本の大部分は、このように、いかに戦前の日本人の道徳心が低かったか、いかに凶悪犯罪が多発していたかということを明らかにするため、また、「戦前の日本の道徳心は優れていた」という見方は幻想にすぎないという筆者の主張を裏付けるための、戦前の本や新聞記事などの豊富な出典からの引用による具体例で占められている。(巻末には参考文献一覧が掲載されている)しかし、どれも同じような話ばかりで、それぞれの具体的なエピソードに強い関心がある人以外は、全編じっくり読む必要はないと思う。

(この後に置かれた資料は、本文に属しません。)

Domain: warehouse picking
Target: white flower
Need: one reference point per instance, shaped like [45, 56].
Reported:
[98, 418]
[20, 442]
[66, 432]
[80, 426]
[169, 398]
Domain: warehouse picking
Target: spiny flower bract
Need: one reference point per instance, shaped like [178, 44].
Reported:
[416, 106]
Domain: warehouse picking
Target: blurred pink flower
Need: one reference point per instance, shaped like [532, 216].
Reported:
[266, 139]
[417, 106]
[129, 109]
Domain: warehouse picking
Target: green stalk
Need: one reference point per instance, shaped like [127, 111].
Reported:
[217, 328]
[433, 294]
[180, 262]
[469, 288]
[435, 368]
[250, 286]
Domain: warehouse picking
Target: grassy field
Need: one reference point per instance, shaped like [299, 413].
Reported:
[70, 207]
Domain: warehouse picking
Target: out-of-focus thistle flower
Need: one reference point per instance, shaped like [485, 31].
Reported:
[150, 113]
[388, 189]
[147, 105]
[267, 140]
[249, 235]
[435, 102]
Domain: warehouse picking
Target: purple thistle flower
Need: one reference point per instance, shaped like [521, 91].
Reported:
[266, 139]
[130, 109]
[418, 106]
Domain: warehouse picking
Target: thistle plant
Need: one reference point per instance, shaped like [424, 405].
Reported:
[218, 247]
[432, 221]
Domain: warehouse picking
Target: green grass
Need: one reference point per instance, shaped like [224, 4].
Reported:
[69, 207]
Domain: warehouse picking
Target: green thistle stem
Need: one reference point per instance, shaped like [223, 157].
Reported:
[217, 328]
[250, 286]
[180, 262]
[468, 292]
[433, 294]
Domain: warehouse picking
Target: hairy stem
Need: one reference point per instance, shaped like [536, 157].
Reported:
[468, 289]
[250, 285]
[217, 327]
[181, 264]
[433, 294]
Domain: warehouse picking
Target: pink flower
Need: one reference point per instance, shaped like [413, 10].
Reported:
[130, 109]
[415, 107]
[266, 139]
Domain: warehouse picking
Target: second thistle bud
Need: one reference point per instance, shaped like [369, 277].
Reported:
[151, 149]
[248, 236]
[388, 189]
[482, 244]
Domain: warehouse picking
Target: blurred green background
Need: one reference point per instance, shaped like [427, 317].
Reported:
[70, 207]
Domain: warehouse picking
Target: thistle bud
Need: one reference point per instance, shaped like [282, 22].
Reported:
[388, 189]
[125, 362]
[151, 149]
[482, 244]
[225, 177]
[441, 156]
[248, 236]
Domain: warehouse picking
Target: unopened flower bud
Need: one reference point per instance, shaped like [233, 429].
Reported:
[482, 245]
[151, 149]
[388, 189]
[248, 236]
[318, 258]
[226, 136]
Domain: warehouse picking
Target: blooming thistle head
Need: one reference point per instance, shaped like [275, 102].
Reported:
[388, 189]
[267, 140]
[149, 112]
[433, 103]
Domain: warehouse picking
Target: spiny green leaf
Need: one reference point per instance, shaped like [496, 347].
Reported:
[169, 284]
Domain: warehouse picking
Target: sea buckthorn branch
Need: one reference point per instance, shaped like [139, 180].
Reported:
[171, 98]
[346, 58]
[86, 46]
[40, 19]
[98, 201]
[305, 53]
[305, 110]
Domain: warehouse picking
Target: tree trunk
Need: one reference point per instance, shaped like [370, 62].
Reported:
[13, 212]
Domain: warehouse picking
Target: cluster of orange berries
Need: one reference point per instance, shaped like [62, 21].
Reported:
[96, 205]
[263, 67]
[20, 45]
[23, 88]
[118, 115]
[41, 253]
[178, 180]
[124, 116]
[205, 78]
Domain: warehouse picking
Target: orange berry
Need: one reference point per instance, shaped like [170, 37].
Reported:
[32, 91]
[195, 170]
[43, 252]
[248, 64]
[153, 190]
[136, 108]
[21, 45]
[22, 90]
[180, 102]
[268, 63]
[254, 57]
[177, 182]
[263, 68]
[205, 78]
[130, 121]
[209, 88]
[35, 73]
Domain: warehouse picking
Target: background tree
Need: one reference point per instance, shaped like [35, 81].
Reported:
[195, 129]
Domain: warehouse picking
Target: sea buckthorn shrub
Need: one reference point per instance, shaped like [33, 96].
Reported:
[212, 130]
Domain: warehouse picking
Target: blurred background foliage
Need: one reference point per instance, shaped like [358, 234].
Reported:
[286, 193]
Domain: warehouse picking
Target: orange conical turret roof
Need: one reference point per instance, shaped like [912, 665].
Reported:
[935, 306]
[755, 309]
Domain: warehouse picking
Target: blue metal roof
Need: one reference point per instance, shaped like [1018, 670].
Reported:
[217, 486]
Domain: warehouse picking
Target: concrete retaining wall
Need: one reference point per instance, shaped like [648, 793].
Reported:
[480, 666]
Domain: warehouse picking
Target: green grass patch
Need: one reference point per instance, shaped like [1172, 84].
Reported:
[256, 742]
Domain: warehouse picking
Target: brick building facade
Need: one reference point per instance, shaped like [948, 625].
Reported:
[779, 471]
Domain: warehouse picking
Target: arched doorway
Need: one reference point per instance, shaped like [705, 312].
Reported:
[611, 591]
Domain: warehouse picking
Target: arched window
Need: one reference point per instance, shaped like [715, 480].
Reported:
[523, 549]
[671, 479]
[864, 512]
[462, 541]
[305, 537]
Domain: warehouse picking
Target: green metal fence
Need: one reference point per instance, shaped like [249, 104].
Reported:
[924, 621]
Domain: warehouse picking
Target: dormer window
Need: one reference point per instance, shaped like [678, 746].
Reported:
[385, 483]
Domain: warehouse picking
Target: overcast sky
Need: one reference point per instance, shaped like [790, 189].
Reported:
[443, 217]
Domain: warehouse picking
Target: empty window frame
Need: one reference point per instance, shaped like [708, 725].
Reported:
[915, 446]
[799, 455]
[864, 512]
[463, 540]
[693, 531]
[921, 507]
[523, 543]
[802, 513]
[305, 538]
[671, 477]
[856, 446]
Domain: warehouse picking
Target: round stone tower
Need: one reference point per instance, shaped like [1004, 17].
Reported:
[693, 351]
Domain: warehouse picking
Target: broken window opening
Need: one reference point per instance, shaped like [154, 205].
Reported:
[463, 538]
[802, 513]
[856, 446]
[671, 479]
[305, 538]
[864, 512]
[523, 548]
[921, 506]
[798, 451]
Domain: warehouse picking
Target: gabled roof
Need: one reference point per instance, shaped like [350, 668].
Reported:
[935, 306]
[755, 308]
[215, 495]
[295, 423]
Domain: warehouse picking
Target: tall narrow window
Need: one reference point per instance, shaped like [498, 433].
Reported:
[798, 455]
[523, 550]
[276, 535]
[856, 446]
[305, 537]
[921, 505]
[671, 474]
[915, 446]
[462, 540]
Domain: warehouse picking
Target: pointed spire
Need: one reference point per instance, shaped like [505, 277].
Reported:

各エピソードを読んでいると、日本人の道徳心やマナーの低さに同じ日本人として恥ずかしくなってくるほどであるが、大倉氏の目的は、日本人を貶めることでは決してない。そうではなく、大倉氏は、負の面を直視することを欠いた、一面的で恣意的な歴史観は、社会を誤った方向へ導く危険性を秘めており、現在わが国でそのような強い傾向が見られることに対して警鐘を鳴らしているのである。逆にいえば、冷静な視点で歴史を見つめることこそが、われわれの社会のはらんでいる問題を正確にとらえ、より良き社会への道を開くことにつながるのである。このことはあとがきを読めばわかる。
序章には、かつて「ヤンキー先生」としてマスメディアに取り上げられ、盲目的に日教組批判を展開しているらしい義家弘介氏をはじめ、わが国の政治を担うはずの何人もの政治家が、妄想に酔い痴れ、事実誤認の歴史認識に基づいた発言を平気で行っていることが書かれている。また、安倍晋三首相が推進している「道徳の教科化」にも、美化された戦前の修身への回帰が見られることは言うまでない。大倉氏は私と同じく、そのような状況に強い危機感を覚えているのであろう。
[amazonjs asin=”4794809549″ locale=”JP” title=”「昔はよかった」と言うけれど: 戦前のマナー・モラルから考える”]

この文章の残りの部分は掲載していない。